Find the internal rate of return for an investment’s cash flows.
Calculated instantly in your browser.
How is the internal rate of return (IRR) calculated?
IRR is the rate r that solves 0 = −initial + Σ (cash flowₜ ÷ (1 + r)ᵗ) — the discount rate at which net present value equals zero — found numerically by searching for the rate that makes NPV zero. An initial 1,000 returning 500 a year for three years has an IRR of about 23.4%. If the IRR beats your required return, the investment is generally worth pursuing.
Understanding your result
If the IRR is higher than your required rate of return, the investment is generally worth pursuing. IRR ignores scale, so pair it with NPV for big decisions.
Formula and method
IRR is the rate r that solves 0 = −initial + Σ (cash flowₜ ÷ (1 + r)ᵗ). It is found numerically by searching for the rate that makes NPV zero.
Assumptions and limitations
Unconventional cash flows (sign changes) can have multiple or no IRR. The tool reports a single rate when one clear solution exists.
Worked example
An initial 1,000 returning 500 a year for three years has an IRR of about 23.4%.
How to use this tool
- Enter the initial investment as a positive amount.
- List each future cash flow, one per line.
- Read the internal rate of return.
Common mistakes to avoid
- Entering the initial investment again inside the cash-flow list.
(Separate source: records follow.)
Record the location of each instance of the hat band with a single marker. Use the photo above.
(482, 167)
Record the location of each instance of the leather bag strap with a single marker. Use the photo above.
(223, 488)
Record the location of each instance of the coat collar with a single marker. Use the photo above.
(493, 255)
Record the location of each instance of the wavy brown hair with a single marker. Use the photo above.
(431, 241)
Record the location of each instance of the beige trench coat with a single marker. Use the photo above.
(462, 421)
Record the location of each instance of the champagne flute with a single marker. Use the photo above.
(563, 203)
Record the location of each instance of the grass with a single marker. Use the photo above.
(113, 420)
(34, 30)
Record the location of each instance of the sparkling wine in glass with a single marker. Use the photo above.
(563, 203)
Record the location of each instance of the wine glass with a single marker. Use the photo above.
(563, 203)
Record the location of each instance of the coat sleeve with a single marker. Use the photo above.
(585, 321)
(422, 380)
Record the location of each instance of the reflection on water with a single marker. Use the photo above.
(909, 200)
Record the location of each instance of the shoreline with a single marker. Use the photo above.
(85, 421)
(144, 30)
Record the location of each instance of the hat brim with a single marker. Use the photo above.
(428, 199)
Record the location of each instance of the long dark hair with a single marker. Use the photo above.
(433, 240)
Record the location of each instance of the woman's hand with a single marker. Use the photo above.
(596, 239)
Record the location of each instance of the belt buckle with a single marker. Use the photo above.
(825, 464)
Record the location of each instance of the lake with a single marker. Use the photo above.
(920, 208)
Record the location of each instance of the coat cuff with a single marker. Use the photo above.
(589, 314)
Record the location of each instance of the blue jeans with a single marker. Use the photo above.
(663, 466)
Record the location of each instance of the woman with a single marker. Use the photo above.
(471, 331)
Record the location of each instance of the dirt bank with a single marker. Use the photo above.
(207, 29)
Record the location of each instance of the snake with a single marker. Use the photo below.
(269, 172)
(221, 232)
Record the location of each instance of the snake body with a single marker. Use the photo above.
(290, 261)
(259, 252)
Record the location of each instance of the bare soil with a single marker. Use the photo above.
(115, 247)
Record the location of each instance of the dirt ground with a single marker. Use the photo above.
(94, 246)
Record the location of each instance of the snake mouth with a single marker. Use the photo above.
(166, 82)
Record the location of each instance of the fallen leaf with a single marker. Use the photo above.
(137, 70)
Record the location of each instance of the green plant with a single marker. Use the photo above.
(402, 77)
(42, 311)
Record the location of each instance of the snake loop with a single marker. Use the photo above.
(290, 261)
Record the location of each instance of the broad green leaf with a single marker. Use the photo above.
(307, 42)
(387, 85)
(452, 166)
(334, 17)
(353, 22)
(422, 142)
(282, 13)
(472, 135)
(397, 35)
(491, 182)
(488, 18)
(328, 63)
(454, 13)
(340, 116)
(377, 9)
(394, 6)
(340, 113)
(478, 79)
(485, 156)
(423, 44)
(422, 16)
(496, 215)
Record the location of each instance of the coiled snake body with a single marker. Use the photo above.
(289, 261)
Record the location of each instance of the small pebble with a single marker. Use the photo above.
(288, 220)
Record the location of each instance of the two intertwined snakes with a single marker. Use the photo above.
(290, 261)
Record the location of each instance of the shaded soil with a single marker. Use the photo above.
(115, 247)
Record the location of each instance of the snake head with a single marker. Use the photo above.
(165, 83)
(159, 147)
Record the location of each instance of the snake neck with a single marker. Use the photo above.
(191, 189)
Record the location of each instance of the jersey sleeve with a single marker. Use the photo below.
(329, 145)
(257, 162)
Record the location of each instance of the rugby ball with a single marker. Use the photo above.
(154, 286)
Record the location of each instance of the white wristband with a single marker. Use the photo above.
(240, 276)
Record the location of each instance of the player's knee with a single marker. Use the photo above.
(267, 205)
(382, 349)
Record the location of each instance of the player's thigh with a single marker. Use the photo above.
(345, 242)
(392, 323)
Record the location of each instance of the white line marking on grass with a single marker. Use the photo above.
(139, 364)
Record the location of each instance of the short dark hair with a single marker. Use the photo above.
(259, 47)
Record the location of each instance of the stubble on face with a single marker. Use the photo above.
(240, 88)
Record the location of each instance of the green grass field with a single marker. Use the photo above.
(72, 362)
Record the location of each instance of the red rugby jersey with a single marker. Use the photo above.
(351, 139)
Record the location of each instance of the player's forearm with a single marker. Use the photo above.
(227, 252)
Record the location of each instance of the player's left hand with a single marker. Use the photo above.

- Relying on IRR alone when comparing projects of very different sizes.
About the IRR Calculator
The IRR Calculator finds the internal rate of return — the single discount rate at which an investment’s net present value equals zero. It is a quick way to express a project’s return as one percentage.
Who should use this tool
Investors and analysts comparing the return of projects with different cash-flow patterns.
Benefits
- Express an investment’s return as a single rate.
- Compare projects against your required return.
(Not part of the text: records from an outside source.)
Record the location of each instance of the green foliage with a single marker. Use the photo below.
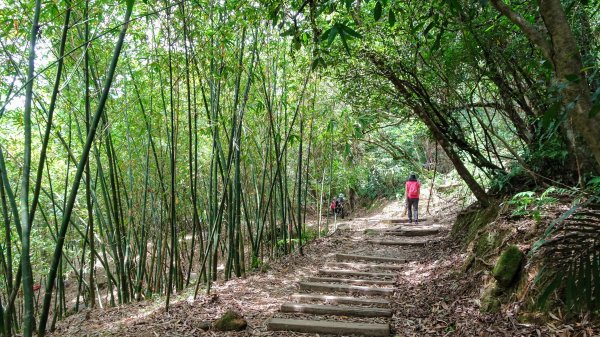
(527, 203)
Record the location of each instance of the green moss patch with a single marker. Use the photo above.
(231, 321)
(508, 266)
(471, 220)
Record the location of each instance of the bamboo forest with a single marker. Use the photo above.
(299, 168)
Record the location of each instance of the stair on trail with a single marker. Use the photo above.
(346, 272)
(356, 257)
(364, 266)
(347, 289)
(329, 327)
(333, 299)
(349, 281)
(397, 242)
(412, 232)
(366, 280)
(403, 221)
(336, 310)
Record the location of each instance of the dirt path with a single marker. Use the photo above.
(430, 296)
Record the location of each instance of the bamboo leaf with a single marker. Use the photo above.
(377, 11)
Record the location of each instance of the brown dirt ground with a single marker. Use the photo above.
(432, 297)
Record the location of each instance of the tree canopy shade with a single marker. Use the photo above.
(163, 144)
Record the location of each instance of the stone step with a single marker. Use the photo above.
(351, 281)
(398, 242)
(364, 266)
(320, 309)
(329, 327)
(332, 299)
(345, 257)
(401, 220)
(344, 288)
(346, 272)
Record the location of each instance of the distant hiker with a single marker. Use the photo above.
(413, 188)
(337, 205)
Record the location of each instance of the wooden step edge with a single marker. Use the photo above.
(364, 266)
(349, 272)
(329, 327)
(356, 257)
(333, 299)
(316, 286)
(398, 243)
(412, 233)
(350, 281)
(322, 309)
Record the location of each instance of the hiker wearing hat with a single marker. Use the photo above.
(413, 187)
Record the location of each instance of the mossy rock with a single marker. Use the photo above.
(490, 303)
(471, 220)
(468, 263)
(370, 232)
(487, 242)
(231, 321)
(508, 266)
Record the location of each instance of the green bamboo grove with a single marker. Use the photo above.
(147, 147)
(165, 148)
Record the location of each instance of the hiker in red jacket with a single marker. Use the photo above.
(413, 188)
- Handles uneven, multi-year cash flows.
- Private and instant — no sign-up.
Practical use cases
- Ranking competing investment opportunities.
- Checking whether a return beats your hurdle rate.
- Summarising a cash-flow forecast as one number.
Frequently asked questions
What is a good IRR?
Any IRR above your required rate of return (hurdle rate) is generally attractive; the right threshold depends on the risk and your alternatives.
Why might there be no IRR?
If the inflows never exceed the initial investment, or the cash flows change sign several times, a single IRR may not exist.